Permesso temporaneo o non abilitante al lavoro;
Residenza legale totale inferiore a 5 anni;
Link utili
Questure: https://questure.poliziadistato.it/
Portale Immigrazione: https://www.portaleimmigrazione.it/
Poste Italiane: https://www.poste.it/
Ministero dell’Interno: https://www.interno.gov.it/
INPS: https://www.inps.it/
Domande frequenti (FAQ)
1. Cos’è il Permesso UE lungo periodo? Titolo permanente per chi vive stabilmente in Italia da almeno 5 anni. Quasi gli stessi diritti dei cittadini italiani.
2. Chi può presentare domanda? Chi risiede legalmente in Italia da almeno 5 anni (con permesso qualificante), con reddito ≥ €7.101,12/anno (2026), alloggio idoneo e certificato A2.
3. Quale livello di italiano? A2 (QCER) — CPIA o CELI/CILS/PLIDA/CERT.IT.

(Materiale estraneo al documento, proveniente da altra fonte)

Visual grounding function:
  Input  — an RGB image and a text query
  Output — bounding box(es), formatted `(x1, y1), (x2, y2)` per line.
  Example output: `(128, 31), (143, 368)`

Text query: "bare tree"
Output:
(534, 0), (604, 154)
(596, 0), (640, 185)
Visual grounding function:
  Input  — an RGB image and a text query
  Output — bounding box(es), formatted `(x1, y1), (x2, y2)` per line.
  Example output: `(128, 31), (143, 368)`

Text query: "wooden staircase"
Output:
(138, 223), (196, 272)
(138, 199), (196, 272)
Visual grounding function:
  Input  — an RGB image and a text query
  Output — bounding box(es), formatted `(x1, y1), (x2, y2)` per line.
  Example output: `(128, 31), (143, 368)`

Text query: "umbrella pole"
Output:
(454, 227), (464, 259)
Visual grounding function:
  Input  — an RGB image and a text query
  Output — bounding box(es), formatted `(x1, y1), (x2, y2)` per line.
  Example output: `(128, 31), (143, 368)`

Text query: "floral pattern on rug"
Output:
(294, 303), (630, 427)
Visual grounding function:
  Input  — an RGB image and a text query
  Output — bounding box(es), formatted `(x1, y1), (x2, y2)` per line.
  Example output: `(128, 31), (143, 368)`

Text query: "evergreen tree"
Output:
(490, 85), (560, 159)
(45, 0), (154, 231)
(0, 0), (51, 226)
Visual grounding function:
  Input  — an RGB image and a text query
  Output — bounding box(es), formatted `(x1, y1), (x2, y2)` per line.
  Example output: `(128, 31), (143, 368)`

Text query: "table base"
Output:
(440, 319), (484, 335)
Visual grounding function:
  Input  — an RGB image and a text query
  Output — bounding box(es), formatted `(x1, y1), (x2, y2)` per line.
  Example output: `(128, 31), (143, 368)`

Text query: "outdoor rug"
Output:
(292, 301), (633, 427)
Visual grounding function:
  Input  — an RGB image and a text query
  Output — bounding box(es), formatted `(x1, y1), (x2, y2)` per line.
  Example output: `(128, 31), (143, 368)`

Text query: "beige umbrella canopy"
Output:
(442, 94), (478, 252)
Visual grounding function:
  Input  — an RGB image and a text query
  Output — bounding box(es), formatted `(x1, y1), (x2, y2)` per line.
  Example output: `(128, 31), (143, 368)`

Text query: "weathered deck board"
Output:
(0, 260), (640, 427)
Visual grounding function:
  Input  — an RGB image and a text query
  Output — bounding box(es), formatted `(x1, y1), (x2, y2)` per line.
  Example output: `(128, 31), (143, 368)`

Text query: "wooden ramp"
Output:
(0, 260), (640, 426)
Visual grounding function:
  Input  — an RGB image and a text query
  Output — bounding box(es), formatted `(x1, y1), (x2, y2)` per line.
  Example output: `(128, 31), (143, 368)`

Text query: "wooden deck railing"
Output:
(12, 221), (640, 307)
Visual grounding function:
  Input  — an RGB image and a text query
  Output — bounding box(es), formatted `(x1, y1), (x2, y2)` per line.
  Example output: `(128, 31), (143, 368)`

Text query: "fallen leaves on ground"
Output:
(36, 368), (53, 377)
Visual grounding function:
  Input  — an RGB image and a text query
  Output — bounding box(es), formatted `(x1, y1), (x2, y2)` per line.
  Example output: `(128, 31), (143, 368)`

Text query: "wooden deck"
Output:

4. I familiari possono essere inclusi? Sì, se legalmente residenti e con i requisiti (incluso A2, salvo esenzioni).
5. Quale reddito è necessario? Almeno €7.101,12/anno (2026). Nuclei familiari: +50% per adulto a carico; +20% per figlio minorenne.
6. Il permesso scade? Il diritto è permanente. La carta va rinnovata ogni 10 anni (adulti) / 5 anni (minori).
7. Può essere revocato? Sì: assenza dall’UE > 12 mesi; assenza dall’Italia > 6 anni (restando in UE); documenti falsi; pericolosità.
8. Posso lavorare in un altro Paese UE? Sì — con procedura semplificata secondo la normativa del Paese di destinazione.
9. Posso chiedere la cittadinanza? Sì — dopo 10 anni di residenza legale totale in Italia (i rifugiati dopo 5 anni).
10. Il test di lingua è obbligatorio per tutti? No. Esenzioni: minori di 14 anni; gravi patologie/disabilità; titoli di studio italiani; titolari di asilo politico e protezione sussidiaria.